To address this growing threat, the CDC is collaborating with public and private labs to expand genomic sequencing capacity. And with the $200 million investment in sequencing from the Biden administration last week, the CDC hopes to quickly reach the goal of sequencing 25,000 sample sequences per week, Walensky said.

Meanwhile, two separate teams of researchers said they’ve found a worrying new variant in New York City and other areas in the Northeast that carries mutations helping it evade the body’s natural immune response — as well as the effects of monoclonal antibody treatments.

And two studies due to come out soon raise concerns about a variant that scientists have been keeping an eye on in California, hinting the variant might not only be more contagious, but may also cause more severe disease.

A third vaccine for US could be just days away

The US could be just days away from getting another vaccine on the market.

Vaccine advisers to the Food and Drug Administration will meet on Friday to determine if the Johnson & Johnson vaccine works and if it’s safe. They will make a recommendation to the FDA and the agency could give the vaccine the green light as early as Friday or Saturday. Then, advisers to the CDC are scheduled to meet Sunday to discuss recommendations surrounding the vaccine’s potential rollout — recommendations that would have to be formally accepted by the CDC.

In an analysis released on Wednesday, the FDA said the Johnson & Johnson vaccine has met the requirements for an emergency use authorization.

The efficacy of the vaccine against moderate to severe/critical Covid-19 across all geographic areas was 66.9% at least 14 days after the single-dose vaccination and 66.1% at least 28 days after vaccination, according to the analysis.

“There were no specific safety concerns identified in subgroup analyses by age, race, ethnicity, medical comorbidities, or prior SARS-CoV-2 infection,” the analysis said.

Meanwhile, the US supply of vaccines is set to ramp up significantly in the coming months.

Pfizer and Moderna — whose vaccines were already authorized for emergency use — have pledged to make a combined total of 220 million doses available for shipment by the end of March. Meanwhile, Johnson & Johnson, if it secures an emergency use authorization, has pledged to make 20 million doses available in the same time frame.

And a fourth Covid-19 vaccine could become available in the US in April — which could add millions more doses to the country’s supply by the end of that month.

Dr.
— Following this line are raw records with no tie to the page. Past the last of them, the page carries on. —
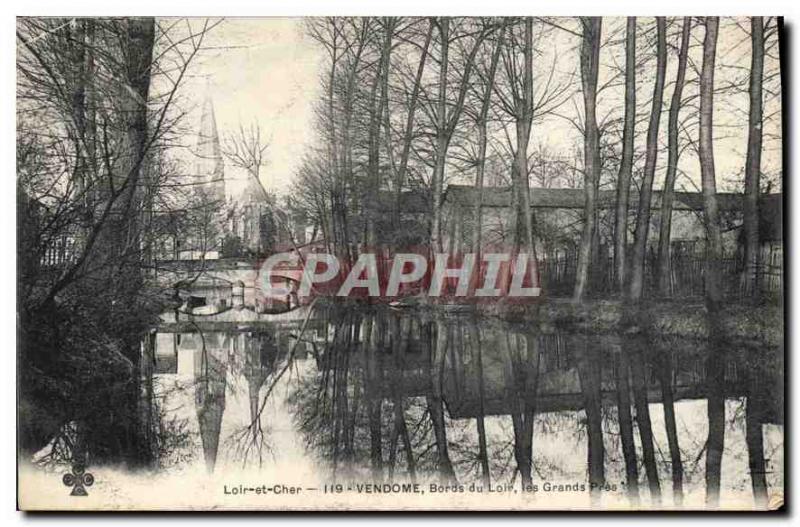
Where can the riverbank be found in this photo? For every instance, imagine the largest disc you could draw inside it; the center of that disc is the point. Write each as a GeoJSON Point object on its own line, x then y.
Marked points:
{"type": "Point", "coordinates": [757, 325]}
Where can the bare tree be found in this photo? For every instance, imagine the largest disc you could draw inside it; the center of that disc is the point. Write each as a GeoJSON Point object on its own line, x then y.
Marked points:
{"type": "Point", "coordinates": [667, 195]}
{"type": "Point", "coordinates": [752, 176]}
{"type": "Point", "coordinates": [626, 165]}
{"type": "Point", "coordinates": [637, 267]}
{"type": "Point", "coordinates": [590, 63]}
{"type": "Point", "coordinates": [706, 141]}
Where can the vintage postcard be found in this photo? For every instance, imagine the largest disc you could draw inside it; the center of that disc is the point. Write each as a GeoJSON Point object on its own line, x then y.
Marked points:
{"type": "Point", "coordinates": [400, 263]}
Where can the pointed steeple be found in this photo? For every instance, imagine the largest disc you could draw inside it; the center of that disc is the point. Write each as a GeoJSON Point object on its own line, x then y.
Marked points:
{"type": "Point", "coordinates": [210, 168]}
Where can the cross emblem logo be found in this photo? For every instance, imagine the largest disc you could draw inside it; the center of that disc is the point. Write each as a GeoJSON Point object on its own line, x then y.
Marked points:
{"type": "Point", "coordinates": [78, 479]}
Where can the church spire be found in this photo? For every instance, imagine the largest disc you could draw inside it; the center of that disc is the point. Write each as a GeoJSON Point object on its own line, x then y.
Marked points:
{"type": "Point", "coordinates": [210, 168]}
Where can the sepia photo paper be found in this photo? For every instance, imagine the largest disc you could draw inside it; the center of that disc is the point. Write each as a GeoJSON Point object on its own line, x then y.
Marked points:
{"type": "Point", "coordinates": [400, 263]}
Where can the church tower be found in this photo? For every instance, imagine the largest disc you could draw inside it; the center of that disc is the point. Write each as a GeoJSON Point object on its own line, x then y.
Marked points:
{"type": "Point", "coordinates": [209, 166]}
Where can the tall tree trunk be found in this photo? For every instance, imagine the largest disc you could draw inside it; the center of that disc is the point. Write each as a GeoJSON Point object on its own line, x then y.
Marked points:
{"type": "Point", "coordinates": [715, 395]}
{"type": "Point", "coordinates": [441, 137]}
{"type": "Point", "coordinates": [638, 374]}
{"type": "Point", "coordinates": [377, 104]}
{"type": "Point", "coordinates": [590, 59]}
{"type": "Point", "coordinates": [435, 402]}
{"type": "Point", "coordinates": [710, 205]}
{"type": "Point", "coordinates": [668, 402]}
{"type": "Point", "coordinates": [641, 233]}
{"type": "Point", "coordinates": [408, 136]}
{"type": "Point", "coordinates": [482, 140]}
{"type": "Point", "coordinates": [626, 426]}
{"type": "Point", "coordinates": [589, 371]}
{"type": "Point", "coordinates": [524, 217]}
{"type": "Point", "coordinates": [667, 196]}
{"type": "Point", "coordinates": [483, 454]}
{"type": "Point", "coordinates": [752, 173]}
{"type": "Point", "coordinates": [754, 416]}
{"type": "Point", "coordinates": [626, 164]}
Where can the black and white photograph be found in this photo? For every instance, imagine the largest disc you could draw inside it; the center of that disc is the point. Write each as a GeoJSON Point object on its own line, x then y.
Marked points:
{"type": "Point", "coordinates": [400, 263]}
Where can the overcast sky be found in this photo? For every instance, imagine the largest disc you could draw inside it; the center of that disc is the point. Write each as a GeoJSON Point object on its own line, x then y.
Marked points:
{"type": "Point", "coordinates": [265, 70]}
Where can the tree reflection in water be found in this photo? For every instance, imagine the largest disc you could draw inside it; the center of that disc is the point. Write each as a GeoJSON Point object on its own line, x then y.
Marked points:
{"type": "Point", "coordinates": [385, 395]}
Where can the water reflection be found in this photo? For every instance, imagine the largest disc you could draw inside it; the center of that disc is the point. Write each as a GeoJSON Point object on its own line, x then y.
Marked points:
{"type": "Point", "coordinates": [386, 395]}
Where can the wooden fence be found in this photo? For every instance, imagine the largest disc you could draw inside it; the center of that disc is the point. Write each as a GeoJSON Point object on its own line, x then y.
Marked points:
{"type": "Point", "coordinates": [688, 271]}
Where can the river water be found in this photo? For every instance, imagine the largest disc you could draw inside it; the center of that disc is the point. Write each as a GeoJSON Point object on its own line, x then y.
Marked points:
{"type": "Point", "coordinates": [341, 399]}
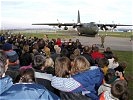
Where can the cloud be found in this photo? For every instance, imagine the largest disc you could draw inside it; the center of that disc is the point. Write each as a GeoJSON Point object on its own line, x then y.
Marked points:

Anthony Fauci, director of the National Institute of Allergy and Infectious Diseases, told NBC’s Savannah Guthrie that Americans should get whichever shot is available the soonest rather than wait for one over another.

“This is a race, Savannah, between the virus and getting vaccines into people. The longer someone waits on getting vaccinated, the better chance the virus has to get a variant or a mutation,” he said. “So, the sooner we get vaccine into the arms of individuals, whatever that vaccine is, once it gets by the FDA for an EUA, if it’s available to you, get it.”

President Joe Biden has previously said the US will have enough vaccines for 300 million Americans by the end of July.

Other challenges faced by national and state leaders are the issues of vaccine hesitancy and racial inequalities. Black and Latino Americans are receiving the Covid-19 vaccines at significantly lower rates than White people, even though they are getting infected and dying at much higher rates.

California officials, meanwhile, said they will make changes to the statewide Covid-19 vaccine appointment system after access codes distributed to underserved communities were used by outsiders to secure vaccine appointments.

Recent data shows Black and Latino residents collectively have received a combined 19% of the state’s vaccine doses while accounting for nearly 60% of California’s Covid-19 cases. In contrast, White residents have been given 32.7% of vaccine doses while making up about 20% of the state’s cases.